CAMP DAVID, Maryland - In a show of unity, U.S. and Afghan officials laid the groundwork for new relations between the two countries on Monday, including plans to seek American funding to maintain an Afghan security force of 352,000 and long-term counterterrorism efforts. Discussions over future U.S. troop levels continue as the war winds down.

In an all-day session at the Camp David presidential retreat in Maryland's Catoctin mountains, dozens of U.S. and Afghan officials, including Secretary of State John Kerry, Defense Secretary Ash Carter, Afghan President Ashraf Ghani, and chief executive Abdullah Abdullah, gathered to relaunch a relationship strained by nearly 14 years of war and often-testy relations with former Afghan President Hamid Karzai.

During the meeting, the United States agreed to seek funding through 2017 for an Afghan force of 352,000, a level the nation has yet to meet, Carter said. U.S. officials said the Afghan government is trying to improve recruiting to make up for security forces who leave the service.

They also agreed to require the Afghan government to complete specific reforms and meet other milestones in order to receive up to $800 million. U.S. officials said the Afghans suggested the incentive-based funding idea. The leaders of the two nations also said they would restart routine ministerial-level Defense and State Department meetings.
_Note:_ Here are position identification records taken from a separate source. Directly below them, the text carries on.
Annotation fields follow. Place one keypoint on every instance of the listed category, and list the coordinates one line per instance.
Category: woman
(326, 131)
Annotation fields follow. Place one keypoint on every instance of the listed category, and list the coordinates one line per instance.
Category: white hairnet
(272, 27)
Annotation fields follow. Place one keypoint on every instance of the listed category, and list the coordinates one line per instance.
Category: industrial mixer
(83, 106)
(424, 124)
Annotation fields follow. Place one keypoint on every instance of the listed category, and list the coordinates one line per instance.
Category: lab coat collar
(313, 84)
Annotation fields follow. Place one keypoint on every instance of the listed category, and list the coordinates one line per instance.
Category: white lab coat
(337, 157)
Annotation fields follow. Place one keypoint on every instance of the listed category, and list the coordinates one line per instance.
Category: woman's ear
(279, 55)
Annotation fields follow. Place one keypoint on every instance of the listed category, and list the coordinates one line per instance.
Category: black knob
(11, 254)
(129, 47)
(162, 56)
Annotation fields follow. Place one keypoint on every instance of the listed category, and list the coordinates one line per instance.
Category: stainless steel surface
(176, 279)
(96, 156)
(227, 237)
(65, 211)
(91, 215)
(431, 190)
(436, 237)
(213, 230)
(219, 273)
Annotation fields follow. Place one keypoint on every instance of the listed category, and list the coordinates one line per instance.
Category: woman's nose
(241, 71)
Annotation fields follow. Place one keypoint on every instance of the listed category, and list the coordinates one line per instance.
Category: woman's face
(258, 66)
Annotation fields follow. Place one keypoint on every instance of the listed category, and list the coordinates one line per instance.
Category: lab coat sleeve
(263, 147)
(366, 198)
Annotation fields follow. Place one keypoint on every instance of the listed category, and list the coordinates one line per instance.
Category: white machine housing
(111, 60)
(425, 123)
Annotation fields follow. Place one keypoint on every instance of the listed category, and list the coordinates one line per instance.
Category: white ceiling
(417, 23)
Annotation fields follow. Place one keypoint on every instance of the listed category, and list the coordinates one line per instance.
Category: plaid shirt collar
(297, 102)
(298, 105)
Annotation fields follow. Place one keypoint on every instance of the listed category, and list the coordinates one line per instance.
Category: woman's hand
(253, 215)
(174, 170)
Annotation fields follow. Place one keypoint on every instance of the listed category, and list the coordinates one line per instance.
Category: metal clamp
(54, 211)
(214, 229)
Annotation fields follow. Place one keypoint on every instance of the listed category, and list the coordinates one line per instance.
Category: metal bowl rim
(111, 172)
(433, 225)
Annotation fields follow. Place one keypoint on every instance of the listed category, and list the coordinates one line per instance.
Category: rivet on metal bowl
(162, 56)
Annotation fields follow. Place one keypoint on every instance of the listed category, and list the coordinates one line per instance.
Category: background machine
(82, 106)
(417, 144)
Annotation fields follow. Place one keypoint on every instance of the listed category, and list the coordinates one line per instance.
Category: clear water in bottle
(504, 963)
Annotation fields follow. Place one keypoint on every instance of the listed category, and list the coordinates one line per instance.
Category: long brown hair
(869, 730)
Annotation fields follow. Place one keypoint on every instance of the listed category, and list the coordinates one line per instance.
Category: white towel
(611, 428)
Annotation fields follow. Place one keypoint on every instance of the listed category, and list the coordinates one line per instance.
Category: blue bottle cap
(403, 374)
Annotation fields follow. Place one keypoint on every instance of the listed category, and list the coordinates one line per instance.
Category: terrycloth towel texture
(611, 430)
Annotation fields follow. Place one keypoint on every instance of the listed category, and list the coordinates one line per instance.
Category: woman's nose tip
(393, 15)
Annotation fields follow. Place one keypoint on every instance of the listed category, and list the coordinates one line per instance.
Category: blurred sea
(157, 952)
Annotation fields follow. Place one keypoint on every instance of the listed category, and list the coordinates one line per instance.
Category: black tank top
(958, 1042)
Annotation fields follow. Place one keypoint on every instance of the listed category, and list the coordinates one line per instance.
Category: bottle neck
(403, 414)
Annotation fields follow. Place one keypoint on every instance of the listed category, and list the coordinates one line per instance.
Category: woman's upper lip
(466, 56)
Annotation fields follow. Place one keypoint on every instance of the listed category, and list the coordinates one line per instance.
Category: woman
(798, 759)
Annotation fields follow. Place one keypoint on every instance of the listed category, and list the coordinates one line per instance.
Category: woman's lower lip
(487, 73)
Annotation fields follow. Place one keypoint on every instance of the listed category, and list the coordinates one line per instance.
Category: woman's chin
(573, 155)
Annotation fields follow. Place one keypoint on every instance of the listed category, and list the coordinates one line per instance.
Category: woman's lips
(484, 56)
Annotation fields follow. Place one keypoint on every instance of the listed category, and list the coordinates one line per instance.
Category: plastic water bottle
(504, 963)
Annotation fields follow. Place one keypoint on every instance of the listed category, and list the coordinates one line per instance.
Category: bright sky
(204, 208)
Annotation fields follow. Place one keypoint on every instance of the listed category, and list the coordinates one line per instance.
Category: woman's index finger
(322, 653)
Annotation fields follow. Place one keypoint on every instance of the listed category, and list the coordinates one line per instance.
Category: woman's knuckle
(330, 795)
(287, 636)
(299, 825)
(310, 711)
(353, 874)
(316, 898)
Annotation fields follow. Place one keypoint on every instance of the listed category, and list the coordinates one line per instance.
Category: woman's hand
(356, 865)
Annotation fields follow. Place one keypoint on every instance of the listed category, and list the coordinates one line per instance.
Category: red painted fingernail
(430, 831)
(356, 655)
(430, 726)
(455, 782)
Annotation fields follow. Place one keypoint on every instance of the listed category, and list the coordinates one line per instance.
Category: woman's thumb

Ghani is to meet with President Obama on Tuesday, an engagement during which officials expect the U.S. to make clear its decision to slow the pace of the withdrawal of American troops from Afghanistan. Ghani and Abdullah fought a contentious election last year to replace Karzai, and their power-sharing agreement was lauded by Kerry, who played a key role in brokering it.

"It is easy today to underestimate the measure of courage and leadership and selflessness that was demanded at that moment, and that both of these leaders continue to show in their commitment to a unity government," Kerry said.

He added that "huge challenges remain" but that the agreements to be reached this week will help pave the way for stability and security.

Kerry said that the joint appearance at Camp David, along with the White House meetings, should serve as notice to the Taliban that the U.S.-Afghan relationship is back on track and they should negotiate rather than fight.